The lack of a bus stop in front of the Turlock Library continues to be a major point of contention with residents of Turlock as the issue was brought up multiple times during a public meeting held Thursday to discuss the city’s transit system.
Fusion Charter teacher Randy Heinrichs said that he recently took one of his high school classes on a field trip to the library. They caught the Number 5 bus a block away from the school, on the corner of Lander and Linwood avenues, and rode it to the downtown stop at Golden State and Main Street, where they then had to walk seven blocks to the library.
“It’s a deal-breaker when you have a lot of books to carry home to hoof it,” said Heinrichs about the chances of any of his students would take the bus to the library in the future.
Heinrichs was just one member of the community to express concern about limited access to the library via Turlock Transit.
Transportation Engineering Supervisor Wayne York said changes made to Route 4 in March now offer a closer a stop to the library, at the corner of Canal Drive and Main Street, but that the City is looking into a way to bring back direct service to the popular bus stop that served both the Turlock Library and Turlock Senior Center up until this year.
The City of Turlock held two meetings on Thursday in order to inform residents about the recent changes made to the bus system and future transit plans, as well as receive feedback from the public.
Over the past several months the City of Turlock has implemented a number of changes to the City’s bus system, from installing new electronic fare boxes to extending service hours and a complete overhaul of the bus routes.
York said the changes were implemented in an effort to satisfy state farebox recovery requirements. Municipalities now have to show that 20 percent of their transit system’s operating expenses are met by fares paid by passengers in order to qualify for state transportation funding.
To meet that requirement, the City could either raise the price of bus tickets or increase the number of fares. York said the City chose to focus on attracting new riders.
“If we don’t meet that standard, we won’t be able to provide service in the future. We developed a transit system that meets the needs of current riders and attracts new riders,” said York.
According to York, the changes made were in response of public input to: improve on-time performance, increase operating hours, shorten time of average trip and provide bi-directional service.
“We’re really trying to be responsive to the needs of the community,” said York.
Other requests made at Thursday’s early meeting included adding Sunday service and closer stops the Turlock Irrigation District office on Canal Drive and the U.S. Post Office on East Main Street.

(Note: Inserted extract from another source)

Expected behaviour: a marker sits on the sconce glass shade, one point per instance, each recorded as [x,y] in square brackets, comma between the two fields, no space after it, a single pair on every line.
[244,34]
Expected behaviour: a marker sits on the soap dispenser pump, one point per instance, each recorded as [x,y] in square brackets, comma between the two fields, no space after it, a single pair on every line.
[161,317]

Heinrichs asked if it would be possible to get a bus shelter at the Lander and Linwood location, as the stop now just has a pole. He also requested, on behalf of his students, that the City consider discounting daily fares for local children who use the bus to get to school every day.

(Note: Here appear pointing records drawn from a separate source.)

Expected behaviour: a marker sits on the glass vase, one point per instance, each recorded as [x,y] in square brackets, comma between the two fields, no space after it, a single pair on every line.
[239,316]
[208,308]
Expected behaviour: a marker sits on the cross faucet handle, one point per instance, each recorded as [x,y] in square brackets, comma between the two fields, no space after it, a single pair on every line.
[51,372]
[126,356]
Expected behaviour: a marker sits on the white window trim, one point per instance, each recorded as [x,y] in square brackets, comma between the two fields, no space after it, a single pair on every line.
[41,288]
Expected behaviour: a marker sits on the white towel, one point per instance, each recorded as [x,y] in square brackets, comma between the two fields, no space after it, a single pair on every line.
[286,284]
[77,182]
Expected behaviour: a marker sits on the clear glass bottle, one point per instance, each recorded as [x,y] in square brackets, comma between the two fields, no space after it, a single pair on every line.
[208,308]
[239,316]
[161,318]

York said the City is continually working on upgrading its transit service. Future improvements include adding more bus shelters with safety lighting, purchasing additional buses to avoid service disruptions and the installation of new technology on every bus that making tracking fares and routes much easier.
The City will also soon be moving forward with the long-awaited construction of an operations facility at the site of the Turlock Transit Center, on the corner of Golden State Boulevard and Fulkerth Road.

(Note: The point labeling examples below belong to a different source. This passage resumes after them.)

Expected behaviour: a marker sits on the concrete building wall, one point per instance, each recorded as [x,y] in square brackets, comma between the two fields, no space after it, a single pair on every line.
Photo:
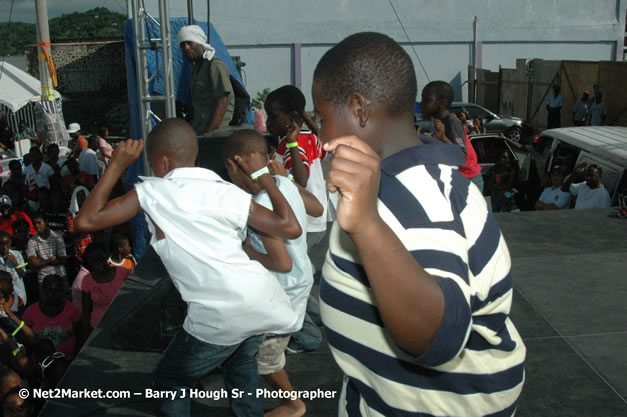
[441,33]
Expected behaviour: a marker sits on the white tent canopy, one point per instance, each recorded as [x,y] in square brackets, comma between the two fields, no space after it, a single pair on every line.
[18,88]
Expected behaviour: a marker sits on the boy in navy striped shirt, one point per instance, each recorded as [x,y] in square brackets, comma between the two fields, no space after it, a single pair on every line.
[417,289]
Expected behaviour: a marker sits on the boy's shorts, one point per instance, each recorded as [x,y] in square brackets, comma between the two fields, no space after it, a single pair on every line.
[271,356]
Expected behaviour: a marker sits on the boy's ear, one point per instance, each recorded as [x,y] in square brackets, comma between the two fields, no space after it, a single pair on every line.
[294,115]
[360,107]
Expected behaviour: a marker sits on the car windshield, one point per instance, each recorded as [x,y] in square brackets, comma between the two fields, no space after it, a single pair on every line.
[476,111]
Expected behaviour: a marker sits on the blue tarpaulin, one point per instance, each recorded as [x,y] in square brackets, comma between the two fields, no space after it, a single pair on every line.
[182,68]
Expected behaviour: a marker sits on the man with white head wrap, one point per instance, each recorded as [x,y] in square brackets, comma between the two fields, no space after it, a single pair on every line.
[212,94]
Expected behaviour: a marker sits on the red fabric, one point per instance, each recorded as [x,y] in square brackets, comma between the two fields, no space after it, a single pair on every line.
[58,329]
[471,169]
[309,148]
[7,224]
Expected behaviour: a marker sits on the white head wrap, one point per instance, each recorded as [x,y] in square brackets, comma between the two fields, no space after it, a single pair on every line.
[194,33]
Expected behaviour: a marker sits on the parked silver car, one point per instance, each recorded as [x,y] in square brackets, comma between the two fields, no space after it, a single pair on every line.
[513,127]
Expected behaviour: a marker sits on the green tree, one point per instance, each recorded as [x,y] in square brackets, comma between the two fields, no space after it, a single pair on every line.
[93,24]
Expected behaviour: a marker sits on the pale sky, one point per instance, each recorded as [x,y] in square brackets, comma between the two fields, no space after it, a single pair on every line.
[24,10]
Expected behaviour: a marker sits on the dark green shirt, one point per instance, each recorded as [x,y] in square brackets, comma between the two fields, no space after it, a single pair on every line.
[209,82]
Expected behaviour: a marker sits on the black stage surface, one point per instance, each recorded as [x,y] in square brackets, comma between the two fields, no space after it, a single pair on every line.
[570,306]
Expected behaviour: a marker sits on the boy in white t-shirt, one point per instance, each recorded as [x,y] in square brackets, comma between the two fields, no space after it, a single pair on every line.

The 6,092-square foot, single story office building will have office space for City transit operations, ticketing window, lobby with public restrooms and unimproved cold shell space. The project also includes: three shade structures, with approximate covered areas of 3,800 square feet, 1,200 square feet and 1,800 square feet constructed over existing passenger waiting areas; installation of photovoltaic arrays; a 77-space concrete parking lot; and site improvements, such as site lighting, landscaping and pedestrian facilities.
The City put the project out to bid on Thursday. York said the anticipated project completion date would be spring 2018.